The Media Molecule cofounders.
The Media Molecule cofounders.

What They Talked About: The Develop session was a wide-ranging one, dealing with the birth of both Little Big Planet and Media Molecule and how they nearly found themselves working for Valve.

Alex Evans explained how his career had started at Peter Molyneux's Bullfrog studios making tea and how he moved on to being an "ignorant excitable young programmer" on his way to Seattle to meet Microsoft, once the studio had become Lionhead. He described Molyneux as "an amazing mentor"--a feeling echoed by Mark Healey, who also worked there at the time. They are "very indebted to Lionhead and Bullfrog's history," Evans later said.

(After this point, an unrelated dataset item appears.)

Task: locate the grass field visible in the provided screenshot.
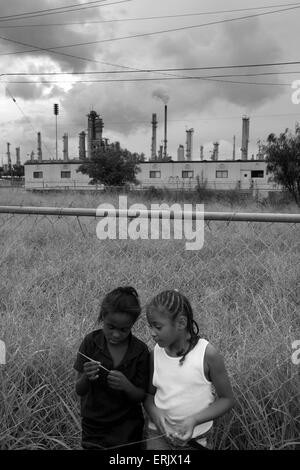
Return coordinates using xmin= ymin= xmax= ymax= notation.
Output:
xmin=0 ymin=189 xmax=300 ymax=449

At the same time they were working at Lionhead, Evans and Healey were working on Rag Doll Kung Fu, which first drew the interest of Nintendo, who was contemplating it as a potential DS product. It also drew the attention of Valve, and fortuitous timing combined with Valve's desire for a "low risk, low cost" third-party game to test on Steam. It was a game that Healey admitted had been "developed at my kitchen table in my pants," but it became the first-ever non-Valve game to sit on Steam. They also revealed that they had had discussions with the team that went on to create Portal around similarities between some of their projects and how they came quite close to joining Valve themselves, in much the same way the team that created Portal did shortly afterwards.

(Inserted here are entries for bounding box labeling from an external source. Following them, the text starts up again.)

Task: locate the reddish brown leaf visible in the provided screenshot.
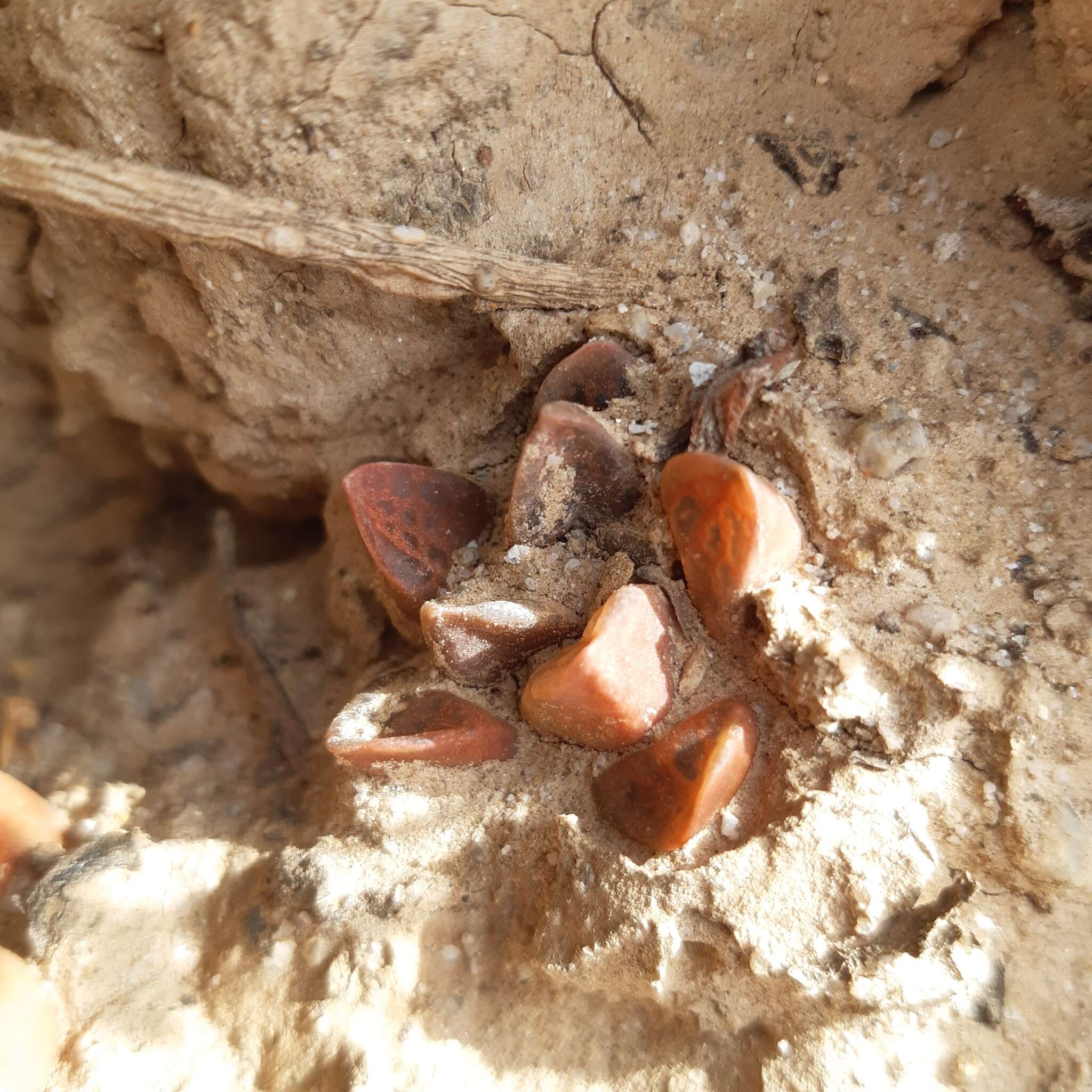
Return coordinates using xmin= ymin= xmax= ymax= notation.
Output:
xmin=342 ymin=463 xmax=489 ymax=642
xmin=531 ymin=341 xmax=637 ymax=420
xmin=520 ymin=584 xmax=679 ymax=750
xmin=660 ymin=451 xmax=804 ymax=638
xmin=507 ymin=402 xmax=641 ymax=546
xmin=420 ymin=599 xmax=580 ymax=684
xmin=592 ymin=698 xmax=758 ymax=853
xmin=326 ymin=690 xmax=516 ymax=771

They then moved on to discussing the birth of Little Big Planet, showing off a video of the very earliest tech demo for the project that became LBP. They then moved swiftly on to discussing the relationship between Media Molecule and Sony, specifically how Sony initially saw the game and later championed it. Evans revealed that Phil Harrison initially wanted LBP to evolve into a free-to-play downloadable title and "all manner of other buzzwords we haven't hit yet."

After discussing the rapid evolution of Little Big Planet from its birth right through to LBP2--mentioning that nearly 1 billion LBP levels have now been played through by the community--they moved on to discussing the future. Healey likened the process of moving on from Little Big Planet to a child leaving home, but made it clear that moving on from being a "single-threaded company" was necessary to stop things from "getting stale."

While none of the speakers gave any hints to suggest exactly what was coming next from Media Molecule, Evans and Healey did make it clear they had no interest in playing it safe. Risk taking is very important, they said--and the bigger the risk, the bigger the payoff.

Quote: By joining Valve, Evans said, they could have unwittingly "screwed the world out of Portal."

Takeaway: Media Molecule was born from a small collection of dedicated people who felt they had the expertise to make a game themselves. The studio has grown very slowly and has tried to keep the focus on getting rapid results and keeping things fresh.